At a staging of an avant garde thriller play in a London theatre, Italian Anna (Giovanna Ralli) is sitting barely tolerating the banter of a drunk Englishman who obviously believes he has a very good chance of taking her home tonight. But she has no intention of that occuring, so when another, suaver Englishman, the wealthy son of a judge Peter Flower (Gianni Garko) catches her eye she welcomes him coming to interrupt and pretend to spill his drink on her to offer the excuse she needs to get away. They then spend some of the evening seeing the sights of the Big Smoke, but Peter wishes to get Anna back to his house, which she should not have done...
Cold Eyes of Fear starts with a cheat, as it comes on like a typical giallo where you see a young woman (Karin Schubert) menaced by a knife-wielding mystery man, and as he cuts off her underwear and starts to make love to her all the signs are that this is yet another woman in peril. There is a woman in peril in this, but she's not played by Karin, as it turns out this is simply a play we're seeing which the audience apparently think is great hearing how much applause they offer. You may beg to differ, especially when it turns out the rest what you're watching could also have passed muster as a play seeing as much of it takes place on a single set.

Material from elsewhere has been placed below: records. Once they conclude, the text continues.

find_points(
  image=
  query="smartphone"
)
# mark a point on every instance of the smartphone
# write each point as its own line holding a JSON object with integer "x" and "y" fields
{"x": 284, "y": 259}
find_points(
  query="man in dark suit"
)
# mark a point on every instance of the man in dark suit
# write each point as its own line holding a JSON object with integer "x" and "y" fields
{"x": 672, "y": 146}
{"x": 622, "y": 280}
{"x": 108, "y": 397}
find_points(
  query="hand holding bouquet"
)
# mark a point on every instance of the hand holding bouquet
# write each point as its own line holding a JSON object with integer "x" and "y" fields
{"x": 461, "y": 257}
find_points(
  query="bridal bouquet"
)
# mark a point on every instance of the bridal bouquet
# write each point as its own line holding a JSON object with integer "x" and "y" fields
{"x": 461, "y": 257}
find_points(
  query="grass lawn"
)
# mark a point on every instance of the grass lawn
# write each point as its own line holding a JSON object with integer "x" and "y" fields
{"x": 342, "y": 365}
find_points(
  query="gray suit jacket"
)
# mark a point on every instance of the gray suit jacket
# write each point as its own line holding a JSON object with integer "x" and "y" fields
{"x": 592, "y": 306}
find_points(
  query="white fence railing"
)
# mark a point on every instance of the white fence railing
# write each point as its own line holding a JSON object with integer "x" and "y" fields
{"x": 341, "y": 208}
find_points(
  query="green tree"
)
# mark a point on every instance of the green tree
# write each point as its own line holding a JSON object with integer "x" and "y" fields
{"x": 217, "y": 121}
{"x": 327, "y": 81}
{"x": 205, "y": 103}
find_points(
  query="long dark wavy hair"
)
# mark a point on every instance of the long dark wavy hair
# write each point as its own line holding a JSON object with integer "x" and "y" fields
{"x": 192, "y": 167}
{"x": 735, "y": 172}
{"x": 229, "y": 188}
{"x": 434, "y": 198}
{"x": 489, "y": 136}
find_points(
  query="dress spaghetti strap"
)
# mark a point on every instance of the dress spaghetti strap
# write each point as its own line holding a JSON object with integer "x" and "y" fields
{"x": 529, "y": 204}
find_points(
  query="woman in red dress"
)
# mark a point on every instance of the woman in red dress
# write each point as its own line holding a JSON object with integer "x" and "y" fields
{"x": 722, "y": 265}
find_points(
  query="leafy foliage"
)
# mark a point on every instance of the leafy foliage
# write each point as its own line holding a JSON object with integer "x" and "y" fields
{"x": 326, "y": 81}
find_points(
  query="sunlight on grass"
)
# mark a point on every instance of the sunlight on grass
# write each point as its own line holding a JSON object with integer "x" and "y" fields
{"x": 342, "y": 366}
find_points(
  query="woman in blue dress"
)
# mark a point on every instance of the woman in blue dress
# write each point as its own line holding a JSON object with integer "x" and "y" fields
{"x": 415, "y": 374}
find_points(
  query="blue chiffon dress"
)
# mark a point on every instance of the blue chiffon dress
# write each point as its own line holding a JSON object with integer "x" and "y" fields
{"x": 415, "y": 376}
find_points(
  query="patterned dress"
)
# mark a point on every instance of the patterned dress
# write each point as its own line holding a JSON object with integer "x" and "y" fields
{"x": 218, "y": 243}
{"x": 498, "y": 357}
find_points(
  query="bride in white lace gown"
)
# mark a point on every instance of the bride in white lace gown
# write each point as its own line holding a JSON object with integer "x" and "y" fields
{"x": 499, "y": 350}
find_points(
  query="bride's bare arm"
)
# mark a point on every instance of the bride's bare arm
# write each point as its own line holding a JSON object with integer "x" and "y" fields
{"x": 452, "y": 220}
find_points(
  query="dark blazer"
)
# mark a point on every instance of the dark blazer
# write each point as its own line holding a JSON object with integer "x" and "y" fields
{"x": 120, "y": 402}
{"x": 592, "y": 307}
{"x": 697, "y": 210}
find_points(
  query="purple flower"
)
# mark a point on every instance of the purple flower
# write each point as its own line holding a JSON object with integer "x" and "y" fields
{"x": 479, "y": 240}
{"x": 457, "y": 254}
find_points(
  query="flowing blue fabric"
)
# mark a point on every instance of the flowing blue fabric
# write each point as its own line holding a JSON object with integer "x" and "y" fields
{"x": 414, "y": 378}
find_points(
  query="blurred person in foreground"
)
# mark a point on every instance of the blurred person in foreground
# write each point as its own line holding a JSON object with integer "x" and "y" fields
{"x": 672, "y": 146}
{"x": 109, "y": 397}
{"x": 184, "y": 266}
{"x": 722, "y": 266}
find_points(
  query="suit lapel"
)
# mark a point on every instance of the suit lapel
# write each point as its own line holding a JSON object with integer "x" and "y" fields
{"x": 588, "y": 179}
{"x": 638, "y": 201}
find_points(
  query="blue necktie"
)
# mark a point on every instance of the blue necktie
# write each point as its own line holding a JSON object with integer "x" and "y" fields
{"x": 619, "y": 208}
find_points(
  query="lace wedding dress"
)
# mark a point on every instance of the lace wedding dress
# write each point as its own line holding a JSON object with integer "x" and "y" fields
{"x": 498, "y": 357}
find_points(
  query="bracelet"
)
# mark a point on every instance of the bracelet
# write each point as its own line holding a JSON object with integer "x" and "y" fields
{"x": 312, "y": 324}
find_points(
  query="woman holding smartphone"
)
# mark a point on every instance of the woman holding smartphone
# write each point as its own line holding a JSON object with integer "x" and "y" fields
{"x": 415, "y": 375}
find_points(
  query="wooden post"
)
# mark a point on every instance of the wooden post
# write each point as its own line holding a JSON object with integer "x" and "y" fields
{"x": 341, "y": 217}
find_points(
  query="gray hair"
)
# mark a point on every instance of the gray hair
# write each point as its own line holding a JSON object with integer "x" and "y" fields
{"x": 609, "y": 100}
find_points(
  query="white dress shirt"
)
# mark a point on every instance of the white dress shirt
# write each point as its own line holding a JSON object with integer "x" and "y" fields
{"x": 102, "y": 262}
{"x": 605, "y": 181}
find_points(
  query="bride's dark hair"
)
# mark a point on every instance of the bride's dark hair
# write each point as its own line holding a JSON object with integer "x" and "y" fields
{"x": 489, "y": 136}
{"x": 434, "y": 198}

That set being the house of Peter, who thinks he's onto a good thing with Anna although he is overenthusiastic about getting amorous with her and she keeps wriggling out of his clutches. However, they are not alone in the place as they quickly discover when Peter's butler shows up only to collapse dead in front of them and they can't help but notice there's a man with a gun over there. He tells them they've got to beware in no uncertain terms, but what he actually wants is not given away by the film too early, which is just as well because once you have all this worked out it does comes across as less than the sum of its parts.
So Peter and Anna become hostages to Quill (Julián Mateos), and Peter's father (Fernando Rey) turns out to be the key to all of this. He spends practically the whole film in another location, his office, although he does have an excuse in that the adversary has booby trapped it. This being an Enzo G. Castellari movie, you can fully expect an explosion to go off at some stage, although he manages to make this as much a cheat as the giallo-except-it-isn't opening five minutes. What is really on the director's mind, then, if it's not serial killers and whatnot? It's actually police corruption, a big news story in Italy at the time, and to an extent in the United Kingdom as well.

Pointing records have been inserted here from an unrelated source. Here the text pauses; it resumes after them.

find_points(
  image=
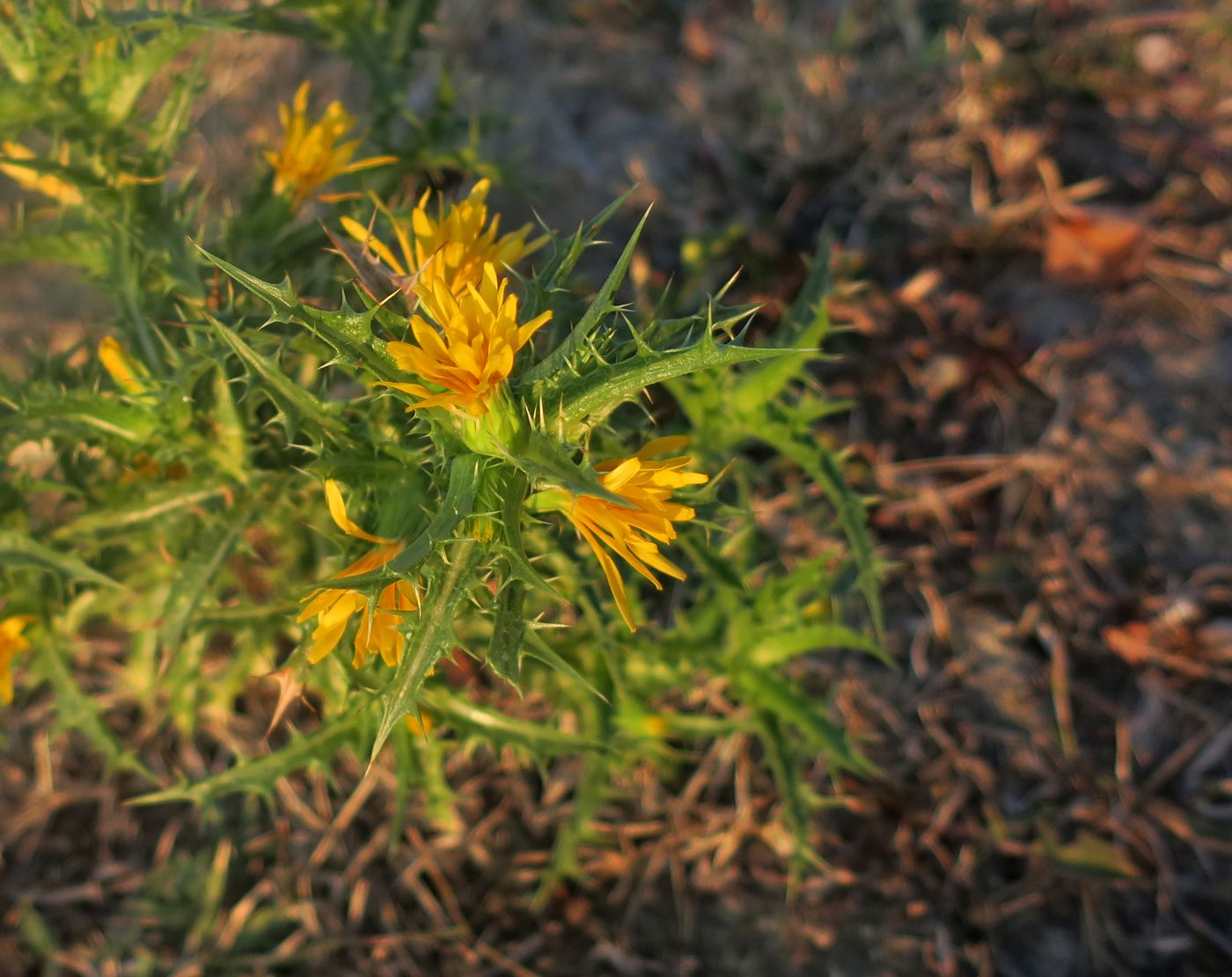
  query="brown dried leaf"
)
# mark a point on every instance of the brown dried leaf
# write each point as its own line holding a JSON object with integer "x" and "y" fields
{"x": 1088, "y": 246}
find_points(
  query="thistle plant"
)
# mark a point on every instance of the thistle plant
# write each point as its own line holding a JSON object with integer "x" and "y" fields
{"x": 345, "y": 453}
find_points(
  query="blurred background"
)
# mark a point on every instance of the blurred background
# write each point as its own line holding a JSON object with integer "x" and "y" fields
{"x": 1028, "y": 212}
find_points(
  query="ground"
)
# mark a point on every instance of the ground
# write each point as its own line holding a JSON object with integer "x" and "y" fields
{"x": 1030, "y": 219}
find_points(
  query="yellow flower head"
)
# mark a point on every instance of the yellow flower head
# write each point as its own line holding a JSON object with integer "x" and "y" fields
{"x": 634, "y": 533}
{"x": 453, "y": 246}
{"x": 311, "y": 153}
{"x": 31, "y": 179}
{"x": 333, "y": 607}
{"x": 127, "y": 372}
{"x": 11, "y": 641}
{"x": 472, "y": 353}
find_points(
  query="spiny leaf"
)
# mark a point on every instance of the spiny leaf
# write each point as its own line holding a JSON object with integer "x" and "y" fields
{"x": 455, "y": 506}
{"x": 154, "y": 504}
{"x": 607, "y": 387}
{"x": 780, "y": 697}
{"x": 535, "y": 647}
{"x": 511, "y": 529}
{"x": 557, "y": 360}
{"x": 298, "y": 407}
{"x": 76, "y": 709}
{"x": 539, "y": 739}
{"x": 348, "y": 332}
{"x": 563, "y": 261}
{"x": 430, "y": 635}
{"x": 259, "y": 775}
{"x": 797, "y": 798}
{"x": 190, "y": 584}
{"x": 18, "y": 549}
{"x": 508, "y": 626}
{"x": 816, "y": 461}
{"x": 107, "y": 415}
{"x": 782, "y": 646}
{"x": 545, "y": 458}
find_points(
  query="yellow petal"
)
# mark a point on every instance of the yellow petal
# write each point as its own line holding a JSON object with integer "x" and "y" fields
{"x": 338, "y": 511}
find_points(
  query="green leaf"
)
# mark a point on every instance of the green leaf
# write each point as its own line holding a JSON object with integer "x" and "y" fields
{"x": 535, "y": 647}
{"x": 259, "y": 775}
{"x": 554, "y": 275}
{"x": 508, "y": 628}
{"x": 794, "y": 791}
{"x": 545, "y": 458}
{"x": 154, "y": 503}
{"x": 455, "y": 506}
{"x": 513, "y": 551}
{"x": 348, "y": 332}
{"x": 609, "y": 386}
{"x": 194, "y": 576}
{"x": 18, "y": 549}
{"x": 430, "y": 637}
{"x": 76, "y": 709}
{"x": 819, "y": 465}
{"x": 1089, "y": 856}
{"x": 496, "y": 728}
{"x": 299, "y": 408}
{"x": 778, "y": 696}
{"x": 556, "y": 363}
{"x": 104, "y": 415}
{"x": 779, "y": 647}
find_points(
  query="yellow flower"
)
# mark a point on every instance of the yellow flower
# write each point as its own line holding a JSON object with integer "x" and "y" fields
{"x": 333, "y": 607}
{"x": 31, "y": 179}
{"x": 453, "y": 246}
{"x": 311, "y": 154}
{"x": 634, "y": 533}
{"x": 123, "y": 369}
{"x": 473, "y": 351}
{"x": 11, "y": 641}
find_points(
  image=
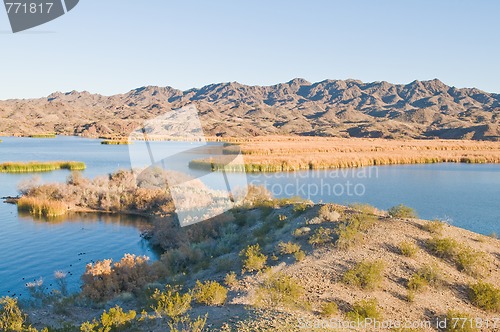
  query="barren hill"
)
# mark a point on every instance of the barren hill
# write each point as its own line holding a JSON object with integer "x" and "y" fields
{"x": 344, "y": 108}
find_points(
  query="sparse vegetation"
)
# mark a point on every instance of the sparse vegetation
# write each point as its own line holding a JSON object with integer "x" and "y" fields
{"x": 321, "y": 236}
{"x": 329, "y": 309}
{"x": 366, "y": 274}
{"x": 279, "y": 290}
{"x": 408, "y": 249}
{"x": 363, "y": 310}
{"x": 485, "y": 296}
{"x": 210, "y": 293}
{"x": 402, "y": 212}
{"x": 253, "y": 258}
{"x": 34, "y": 166}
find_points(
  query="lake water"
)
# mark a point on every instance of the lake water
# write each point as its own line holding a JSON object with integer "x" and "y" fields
{"x": 466, "y": 195}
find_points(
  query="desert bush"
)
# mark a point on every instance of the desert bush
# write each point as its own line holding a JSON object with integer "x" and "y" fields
{"x": 408, "y": 249}
{"x": 443, "y": 247}
{"x": 103, "y": 280}
{"x": 485, "y": 296}
{"x": 114, "y": 319}
{"x": 435, "y": 226}
{"x": 363, "y": 310}
{"x": 329, "y": 309}
{"x": 279, "y": 290}
{"x": 288, "y": 248}
{"x": 41, "y": 207}
{"x": 210, "y": 293}
{"x": 301, "y": 231}
{"x": 253, "y": 259}
{"x": 170, "y": 303}
{"x": 365, "y": 275}
{"x": 231, "y": 280}
{"x": 425, "y": 276}
{"x": 321, "y": 236}
{"x": 401, "y": 211}
{"x": 459, "y": 322}
{"x": 466, "y": 259}
{"x": 12, "y": 319}
{"x": 328, "y": 212}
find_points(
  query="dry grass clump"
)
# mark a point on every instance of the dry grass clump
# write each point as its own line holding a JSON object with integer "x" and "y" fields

But you get the impression that Castellari was transposing the corruption of Italy's lawbreaking lawmen with those of Britain, almost as if he didn't have the courage to depict his homeland in such unflattering terms. On one beneficial hand, this does mean some neat location shots of London in the early seventies with all the atmosphere that implies, but on the other that tends to be deflated by the fact that the rest was filmed on Cinecitta sound stages. After a while Frank Wolff (this film was released the year of his tragic suicide) shows up as a policeman who might offer Peter and Anna a way out of their predicament - or not, as the case may be - and it all gets bogged down in acres of talk that grow harder and harder to care about the longer it goes on. There may have been a serious point to be made here, but this is average at best in its execution. Jazz freakout music by Ennio Morricone.